Discontent in Hong Kong is at its highest level in years over what is seen as increasing interference from China and Beijing’s insistence that it vet candidates before the vote for the city’s next chief executive in 2017.
Pro-democracy group Occupy Central has vowed to take over the central business district if the government does not allow electoral reform.
“If unsatisfied, they threaten to ‘Occupy Central’ and bring the Hong Kong economy into chaos,” Liu Xiaoming wrote in a comment piece in the Financial Times, published on Wednesday, in the latest push back against the pro-democracy movement by Beijing.
“Any attempt to destabilize Hong Kong through street politics will certainly not win the hearts and minds of Hong Kong’s people,” it said.
“Recent developments in some countries manifest one simple truth: street politics will not bring democracy but incur turmoil and chaos,” it added.
Beijing’s state-run media has called Occupy “illegal” and said it could damage the city’s economy.
An informal democracy referendum in Hong Kong last month, which drew a massive turnout of almost 800,000 people, also angered Beijing.
It was followed by a major pro-democracy march on July 1 which organizers said was the biggest protest since the city was handed back to China by Britain in 1997.
Beijing has promised to let all Hong Kong residents vote for their next leader in 2017—currently a 1,200-strong pro-Beijing committee chooses the city’s chief executive.
But it said candidates must be approved by a nomination committee, which democracy advocates fear will mean only pro-Beijing figures are allowed to stand.

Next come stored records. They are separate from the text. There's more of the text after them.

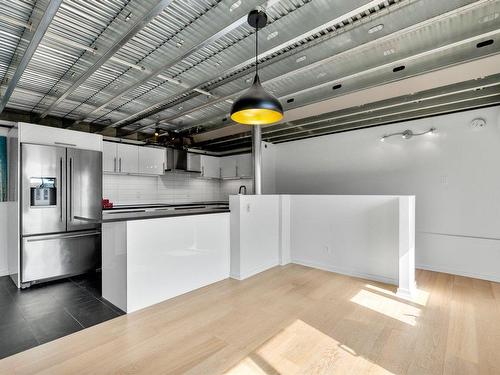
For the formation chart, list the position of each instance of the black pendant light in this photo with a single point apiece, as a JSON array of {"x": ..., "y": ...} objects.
[{"x": 257, "y": 106}]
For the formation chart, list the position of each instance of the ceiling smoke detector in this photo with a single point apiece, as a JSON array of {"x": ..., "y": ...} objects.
[{"x": 477, "y": 124}]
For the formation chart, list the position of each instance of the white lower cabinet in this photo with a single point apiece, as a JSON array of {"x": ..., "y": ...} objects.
[
  {"x": 151, "y": 160},
  {"x": 210, "y": 166}
]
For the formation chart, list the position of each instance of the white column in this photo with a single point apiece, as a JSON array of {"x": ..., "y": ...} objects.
[
  {"x": 407, "y": 286},
  {"x": 285, "y": 245},
  {"x": 257, "y": 160}
]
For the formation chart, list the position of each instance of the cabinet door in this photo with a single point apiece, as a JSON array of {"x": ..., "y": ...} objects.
[
  {"x": 109, "y": 160},
  {"x": 128, "y": 158},
  {"x": 210, "y": 166},
  {"x": 151, "y": 160},
  {"x": 228, "y": 167},
  {"x": 244, "y": 165}
]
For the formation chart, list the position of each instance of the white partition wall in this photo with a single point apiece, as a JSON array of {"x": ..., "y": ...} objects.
[
  {"x": 364, "y": 236},
  {"x": 453, "y": 174},
  {"x": 255, "y": 234}
]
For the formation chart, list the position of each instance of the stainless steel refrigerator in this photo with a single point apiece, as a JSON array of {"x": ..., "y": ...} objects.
[{"x": 61, "y": 190}]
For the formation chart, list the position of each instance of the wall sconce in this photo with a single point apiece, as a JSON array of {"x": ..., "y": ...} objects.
[{"x": 407, "y": 134}]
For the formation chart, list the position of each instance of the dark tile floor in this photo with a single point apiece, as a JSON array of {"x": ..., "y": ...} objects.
[{"x": 45, "y": 312}]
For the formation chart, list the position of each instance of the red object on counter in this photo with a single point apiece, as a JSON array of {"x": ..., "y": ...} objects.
[{"x": 107, "y": 204}]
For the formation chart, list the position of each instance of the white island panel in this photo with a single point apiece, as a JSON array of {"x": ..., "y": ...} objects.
[{"x": 170, "y": 256}]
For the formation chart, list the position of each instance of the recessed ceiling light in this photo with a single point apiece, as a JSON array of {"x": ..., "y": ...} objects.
[
  {"x": 235, "y": 6},
  {"x": 489, "y": 18},
  {"x": 389, "y": 52},
  {"x": 488, "y": 42},
  {"x": 272, "y": 35},
  {"x": 376, "y": 28}
]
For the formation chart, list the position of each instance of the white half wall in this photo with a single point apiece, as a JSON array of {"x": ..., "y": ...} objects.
[
  {"x": 352, "y": 235},
  {"x": 453, "y": 174}
]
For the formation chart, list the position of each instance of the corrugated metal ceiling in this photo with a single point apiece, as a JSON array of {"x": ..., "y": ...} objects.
[{"x": 129, "y": 65}]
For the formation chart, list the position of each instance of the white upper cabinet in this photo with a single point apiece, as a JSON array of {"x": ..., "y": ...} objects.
[
  {"x": 39, "y": 134},
  {"x": 109, "y": 160},
  {"x": 152, "y": 160},
  {"x": 244, "y": 165},
  {"x": 128, "y": 158},
  {"x": 210, "y": 166},
  {"x": 228, "y": 167}
]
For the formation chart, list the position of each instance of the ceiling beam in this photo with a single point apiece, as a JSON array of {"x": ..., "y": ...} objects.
[
  {"x": 37, "y": 37},
  {"x": 479, "y": 102},
  {"x": 470, "y": 70},
  {"x": 248, "y": 63},
  {"x": 462, "y": 91},
  {"x": 292, "y": 73},
  {"x": 133, "y": 30},
  {"x": 327, "y": 60},
  {"x": 153, "y": 74}
]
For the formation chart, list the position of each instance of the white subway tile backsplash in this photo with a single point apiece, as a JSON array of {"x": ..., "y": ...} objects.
[{"x": 173, "y": 187}]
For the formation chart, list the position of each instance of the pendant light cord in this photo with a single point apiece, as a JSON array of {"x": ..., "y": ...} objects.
[{"x": 257, "y": 50}]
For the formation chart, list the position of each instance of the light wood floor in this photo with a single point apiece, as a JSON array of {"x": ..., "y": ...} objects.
[{"x": 291, "y": 320}]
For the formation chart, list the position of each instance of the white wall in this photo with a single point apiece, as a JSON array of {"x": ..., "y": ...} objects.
[
  {"x": 453, "y": 174},
  {"x": 4, "y": 270}
]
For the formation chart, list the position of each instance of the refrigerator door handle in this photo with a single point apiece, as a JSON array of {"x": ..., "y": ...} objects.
[
  {"x": 60, "y": 188},
  {"x": 70, "y": 189},
  {"x": 89, "y": 219},
  {"x": 65, "y": 144},
  {"x": 63, "y": 236}
]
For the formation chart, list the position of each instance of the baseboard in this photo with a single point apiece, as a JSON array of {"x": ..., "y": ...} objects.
[
  {"x": 348, "y": 272},
  {"x": 495, "y": 278},
  {"x": 253, "y": 272}
]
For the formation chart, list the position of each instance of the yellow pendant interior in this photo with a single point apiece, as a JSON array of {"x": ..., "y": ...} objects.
[{"x": 256, "y": 116}]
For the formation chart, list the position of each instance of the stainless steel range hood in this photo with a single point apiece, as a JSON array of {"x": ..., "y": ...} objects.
[{"x": 180, "y": 160}]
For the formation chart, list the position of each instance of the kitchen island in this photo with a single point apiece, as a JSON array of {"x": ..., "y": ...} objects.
[{"x": 150, "y": 254}]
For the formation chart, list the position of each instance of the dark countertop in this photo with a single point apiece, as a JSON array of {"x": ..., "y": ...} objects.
[
  {"x": 162, "y": 205},
  {"x": 141, "y": 212}
]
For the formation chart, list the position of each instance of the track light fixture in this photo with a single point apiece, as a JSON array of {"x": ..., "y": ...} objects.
[{"x": 407, "y": 134}]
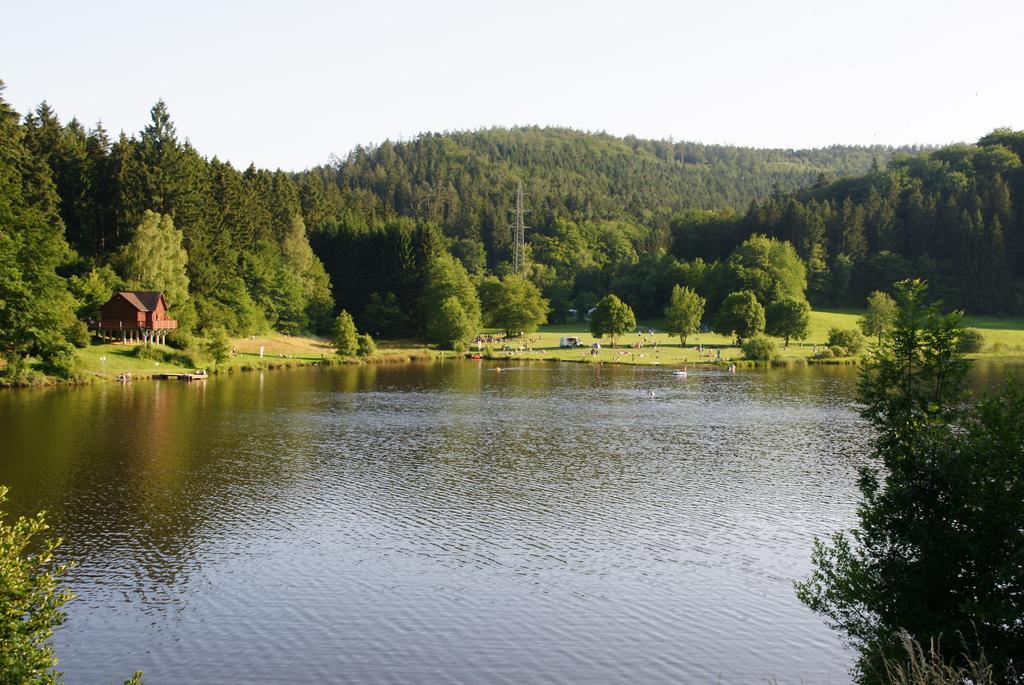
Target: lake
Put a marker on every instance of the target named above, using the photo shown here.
(448, 522)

Activists have called for the vote to be conducted according to international standards, but Liu countered that.
“Electoral systems vary so, obviously, there is no ‘international standard’ to speak of,” he wrote.
He likened the patriotism which Beijing has said is required of any chief executive to the oath of office taken by United States presidents.
Concerns over Beijing’s influence increased in June when it published a controversial “white paper” on Hong Kong’s future that was widely seen as a warning to the city not to overstep its bounds.
The white paper also said that loving China was a “basic political requirement” for any future leader.
Hong Kong enjoys liberties not seen on the mainland, including free speech and the right to protest, but there are growing fears that those freedoms are being eroded.